On Fear of Change

Thursday of last week, I was on a conference call regarding a change – a fairly fundamental one – that needed to be made in order for a client to move their marketing efforts forward, or even into 2016. But this conversation involved another, third-party vendor of this same client. This third party supplies something that is out of date and that is very much holding back said client and is in urgent need of being replaced. But rather than being a good partner to the client (long-term view), they quickly became combative, protective and launched into a litany of negative “you can’t” preceded by comments on how and why this change would be detrimental. But not to the client; to them (short-term view).

When the call was finished, I was speaking with a colleague with whom I have now had the joy of working at four different companies. We have a similar work ethic, thought process and skill set, so our take on this conversation was likewise the same. Except that from amongst the thorny, more than fifty-minute call, he had extracted one observation that not only succinctly summed this particular situation, but also another parallel conundrum we currently face. He essentially said that it’s companies such as this third party supplier, who made their money on one single attribute that has long since been outdated, which go out of their way to hold back their clients from progress because they have failed to – or refused to – make progress themselves. They have one last piece of leverage they hold onto and over their clients’ heads in order to ensure they remain – if not relevant – at least necessary to the client. Like the clingy ex who would rather be needed for what they have (required and resented) than loved for who they are (chosen of free will). Not attractive.

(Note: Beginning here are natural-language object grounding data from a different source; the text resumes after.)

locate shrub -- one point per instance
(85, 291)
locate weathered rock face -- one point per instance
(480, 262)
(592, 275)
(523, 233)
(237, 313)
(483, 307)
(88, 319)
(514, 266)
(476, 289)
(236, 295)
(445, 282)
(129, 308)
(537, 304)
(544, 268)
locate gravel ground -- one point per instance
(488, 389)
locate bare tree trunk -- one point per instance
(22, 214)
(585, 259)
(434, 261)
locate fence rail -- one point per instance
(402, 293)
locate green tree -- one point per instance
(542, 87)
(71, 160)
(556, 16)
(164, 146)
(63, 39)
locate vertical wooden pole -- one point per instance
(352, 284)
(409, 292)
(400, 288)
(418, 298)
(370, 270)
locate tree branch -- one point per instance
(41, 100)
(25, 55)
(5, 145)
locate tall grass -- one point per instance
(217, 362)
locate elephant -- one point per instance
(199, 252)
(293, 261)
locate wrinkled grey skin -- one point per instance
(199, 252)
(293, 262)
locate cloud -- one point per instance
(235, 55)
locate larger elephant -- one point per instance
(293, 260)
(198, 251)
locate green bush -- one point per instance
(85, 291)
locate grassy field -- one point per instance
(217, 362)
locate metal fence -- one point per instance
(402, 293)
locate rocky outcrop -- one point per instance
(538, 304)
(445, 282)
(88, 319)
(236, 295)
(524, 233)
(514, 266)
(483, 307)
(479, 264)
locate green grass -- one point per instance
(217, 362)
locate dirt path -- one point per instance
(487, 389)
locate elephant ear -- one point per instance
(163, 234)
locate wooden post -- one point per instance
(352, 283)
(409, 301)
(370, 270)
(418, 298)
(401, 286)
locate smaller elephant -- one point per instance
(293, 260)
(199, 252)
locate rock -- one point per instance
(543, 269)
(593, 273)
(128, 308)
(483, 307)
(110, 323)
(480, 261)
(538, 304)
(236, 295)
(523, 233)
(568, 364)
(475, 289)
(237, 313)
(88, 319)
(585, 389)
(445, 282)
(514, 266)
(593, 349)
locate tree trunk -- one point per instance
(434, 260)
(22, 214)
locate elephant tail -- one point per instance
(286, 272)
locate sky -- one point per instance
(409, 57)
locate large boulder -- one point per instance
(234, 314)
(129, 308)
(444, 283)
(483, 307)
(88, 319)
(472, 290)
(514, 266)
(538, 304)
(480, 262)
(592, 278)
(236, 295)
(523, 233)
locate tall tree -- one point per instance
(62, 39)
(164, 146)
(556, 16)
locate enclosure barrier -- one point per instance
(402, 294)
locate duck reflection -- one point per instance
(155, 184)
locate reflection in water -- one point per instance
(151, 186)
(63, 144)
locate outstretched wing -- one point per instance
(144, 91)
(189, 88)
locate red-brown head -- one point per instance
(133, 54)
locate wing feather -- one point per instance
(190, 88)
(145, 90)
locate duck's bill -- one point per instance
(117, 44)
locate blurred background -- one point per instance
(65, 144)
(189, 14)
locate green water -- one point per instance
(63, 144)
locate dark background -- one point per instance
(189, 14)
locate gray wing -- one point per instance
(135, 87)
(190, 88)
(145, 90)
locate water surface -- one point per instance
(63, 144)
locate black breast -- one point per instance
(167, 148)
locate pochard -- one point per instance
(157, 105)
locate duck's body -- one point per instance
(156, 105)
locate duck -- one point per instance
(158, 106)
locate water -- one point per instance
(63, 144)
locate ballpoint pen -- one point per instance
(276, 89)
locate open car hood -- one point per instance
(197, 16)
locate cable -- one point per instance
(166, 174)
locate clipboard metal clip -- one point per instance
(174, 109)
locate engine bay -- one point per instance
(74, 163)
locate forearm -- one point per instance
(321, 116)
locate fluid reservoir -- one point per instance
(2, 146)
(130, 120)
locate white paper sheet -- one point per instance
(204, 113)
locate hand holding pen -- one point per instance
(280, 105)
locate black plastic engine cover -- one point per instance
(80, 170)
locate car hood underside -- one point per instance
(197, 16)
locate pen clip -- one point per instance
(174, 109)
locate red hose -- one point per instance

Ironically, also on Thursday, late in the day as I was cleaning out my inbox from the emails I had skipped over in preference of those more pertinent, I came across an all company chain that had been sent earlier, but which I had not opened. When I did, I quickly realized that this very thinly veiled snark that had been sent to the entire company was aimed at me and that three other people had piled on to help the originator of the first in the thread. The most surprising aspect of this being that I do not know and have never even met the person who originated the email, yet he somehow seems to think that he knows me – or at the very least has somehow, via what I am sure is most reliable fourth party information – got the measure of me.